Maneater was announced in June 2018 by Tripwire's newly formed publishing division which provided funding, marketing and additional development for the game. The game's physical retail version is published by Deep Silver. The first trailer for the game was shown at E3 2018 during the PC Gaming Show. Maneater was released worldwide for Microsoft Windows via the Epic Games Store, PlayStation 4 and Xbox One on May 22, 2020. The Nintendo Switch version was originally planned for release in 2020, but was later delayed to May 25, 2021.

===Downloadable content===

Two pieces downloadable content (DLC) have been released. On August 20, 2020, the first DLC known as Tiger Shark Skin, which gives the shark a red colored body with blue stripes. This evolution allows the player to collect more nutrients from wildlife, hunters, and nutrient caches.
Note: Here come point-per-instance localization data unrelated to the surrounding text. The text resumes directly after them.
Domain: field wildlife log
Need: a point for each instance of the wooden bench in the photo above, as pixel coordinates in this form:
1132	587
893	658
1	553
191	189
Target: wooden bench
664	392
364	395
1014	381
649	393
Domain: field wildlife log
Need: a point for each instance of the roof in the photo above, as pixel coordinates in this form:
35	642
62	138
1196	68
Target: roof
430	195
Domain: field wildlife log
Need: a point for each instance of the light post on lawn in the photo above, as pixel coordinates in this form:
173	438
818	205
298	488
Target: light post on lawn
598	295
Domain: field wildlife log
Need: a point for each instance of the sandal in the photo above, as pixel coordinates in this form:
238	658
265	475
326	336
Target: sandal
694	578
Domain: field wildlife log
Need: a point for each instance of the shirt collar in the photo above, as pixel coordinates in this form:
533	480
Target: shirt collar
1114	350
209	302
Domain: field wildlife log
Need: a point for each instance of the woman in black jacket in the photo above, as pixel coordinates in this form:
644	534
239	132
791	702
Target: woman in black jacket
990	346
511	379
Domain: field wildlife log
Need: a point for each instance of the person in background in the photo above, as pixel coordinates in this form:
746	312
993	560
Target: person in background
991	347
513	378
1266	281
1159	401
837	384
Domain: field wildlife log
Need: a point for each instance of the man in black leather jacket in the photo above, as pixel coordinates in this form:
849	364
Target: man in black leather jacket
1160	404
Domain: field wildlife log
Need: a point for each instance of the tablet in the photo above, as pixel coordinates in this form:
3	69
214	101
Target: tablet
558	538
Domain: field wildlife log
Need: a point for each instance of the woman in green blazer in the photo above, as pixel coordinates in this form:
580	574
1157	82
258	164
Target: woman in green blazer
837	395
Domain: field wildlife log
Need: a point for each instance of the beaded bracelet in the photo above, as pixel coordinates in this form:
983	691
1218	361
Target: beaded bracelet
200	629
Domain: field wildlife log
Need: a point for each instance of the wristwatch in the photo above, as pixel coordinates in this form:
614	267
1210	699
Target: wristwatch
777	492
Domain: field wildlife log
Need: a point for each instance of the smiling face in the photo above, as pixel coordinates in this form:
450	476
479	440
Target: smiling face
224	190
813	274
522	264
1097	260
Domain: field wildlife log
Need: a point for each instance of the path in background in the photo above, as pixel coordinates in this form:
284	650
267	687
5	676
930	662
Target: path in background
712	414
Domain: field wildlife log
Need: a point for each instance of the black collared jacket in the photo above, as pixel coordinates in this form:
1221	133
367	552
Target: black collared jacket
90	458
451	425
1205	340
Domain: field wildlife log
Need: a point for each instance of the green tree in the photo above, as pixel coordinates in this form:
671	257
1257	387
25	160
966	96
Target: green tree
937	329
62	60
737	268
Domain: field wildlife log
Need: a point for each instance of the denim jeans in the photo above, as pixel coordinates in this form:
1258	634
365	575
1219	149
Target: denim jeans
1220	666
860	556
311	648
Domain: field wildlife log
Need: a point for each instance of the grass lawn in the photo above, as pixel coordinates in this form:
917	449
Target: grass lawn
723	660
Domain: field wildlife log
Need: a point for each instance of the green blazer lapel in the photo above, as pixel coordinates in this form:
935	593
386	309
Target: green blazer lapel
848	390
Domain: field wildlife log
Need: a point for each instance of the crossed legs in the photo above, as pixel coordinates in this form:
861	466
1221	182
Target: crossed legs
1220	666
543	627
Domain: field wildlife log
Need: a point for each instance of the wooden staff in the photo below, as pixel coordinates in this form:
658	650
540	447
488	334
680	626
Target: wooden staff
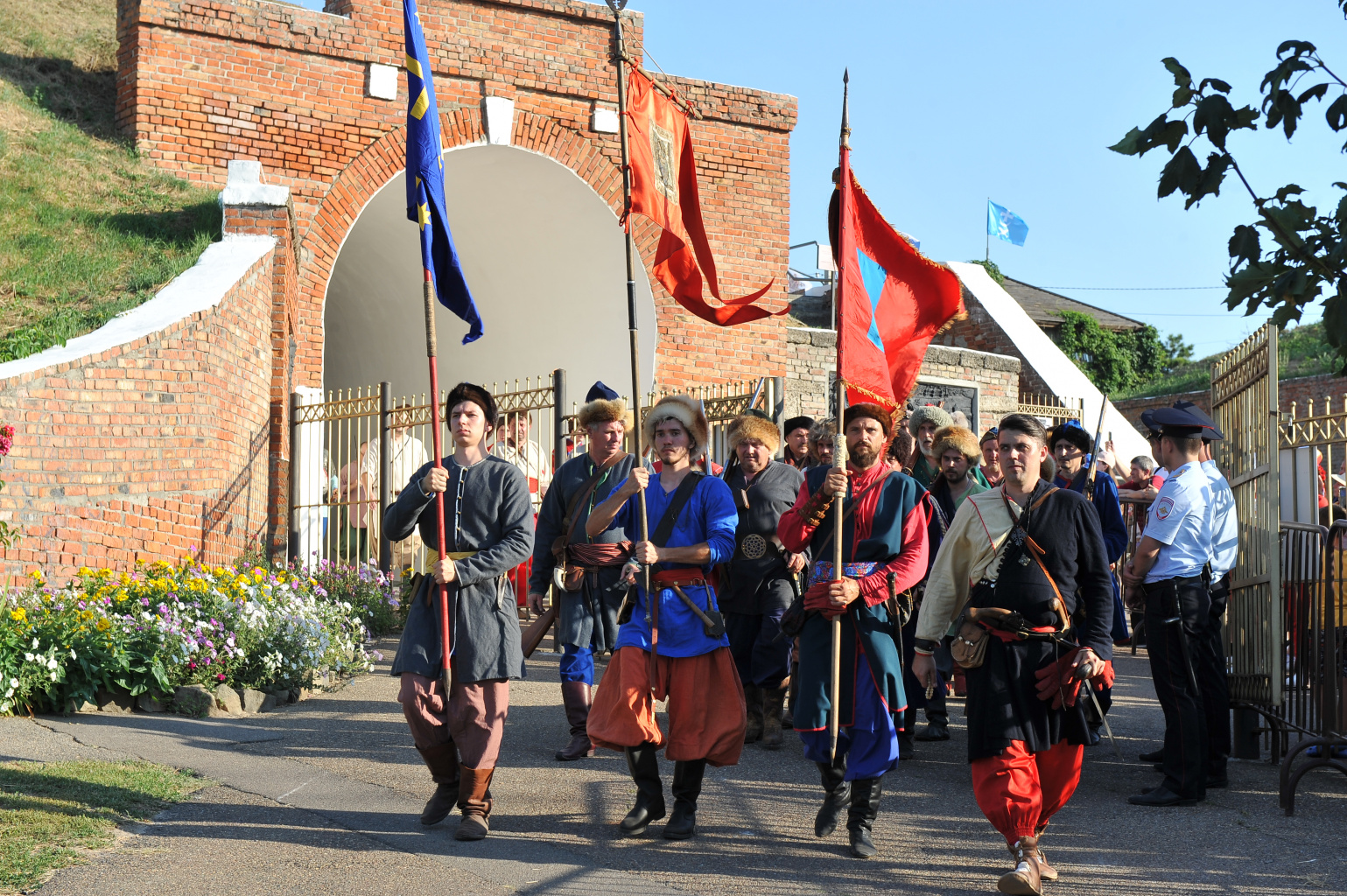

The second DLC, Truth Quest, which features the return of narrator Trip Westhaven as well as new regions, side challenges, hunter vehicles and bounty hunters, wildlife, and evolution sets as well as another story arc and the shark increasing in size, was in the works. The release date for Truth Quest was August 31, 2021.

==Reception==

Maneater received "mixed or average" reviews according to the review aggregator Metacritic. Fellow review aggregator OpenCritic assessed that the game received fair approval, being recommended by 53% of critics. PC Gamer criticized the repetitive gameplay. IGN also criticized the repetition, especially with the game's approximate length of 15 hours, but praised the premise. Screen Rant complimented the B movie stylization of the game.

Aggregate scores
| Aggregator | Score |
|---|---|
| Metacritic | (PC) 70/100 (PS4) 68/100 (XONE) 71/100 (NS) 65/100 |
| OpenCritic | 53% recommend |

Review scores
| Publication | Score |
|---|---|
| Destructoid | 7/10 |
| GameRevolution | 6/10 |
| GameSpot | 7/10 |
| IGN | 7.0/10 |
| Nintendo Life | 6/10 |
| PC Gamer (US) | 65/100 |

=== Sales ===
In the first month of sales on Steam, Maneater had sold about 50,000 copies. By April 2024, Maneater had sold 14 million copies across all platforms, according to Tripwire Interactive.

==Sequel==
A sequel, Maneater 2, was announced on September 3, 2026 with a trailer released that same day and the game itself set to release in 2027. It takes place in a water park environment known as Neptune's Kingdom, features new marine life as well as some of the original species from the first game, the player assumes control of a bull shark, and the game is once again narrated by Trip Westhaven (voiced by Chris Parnell).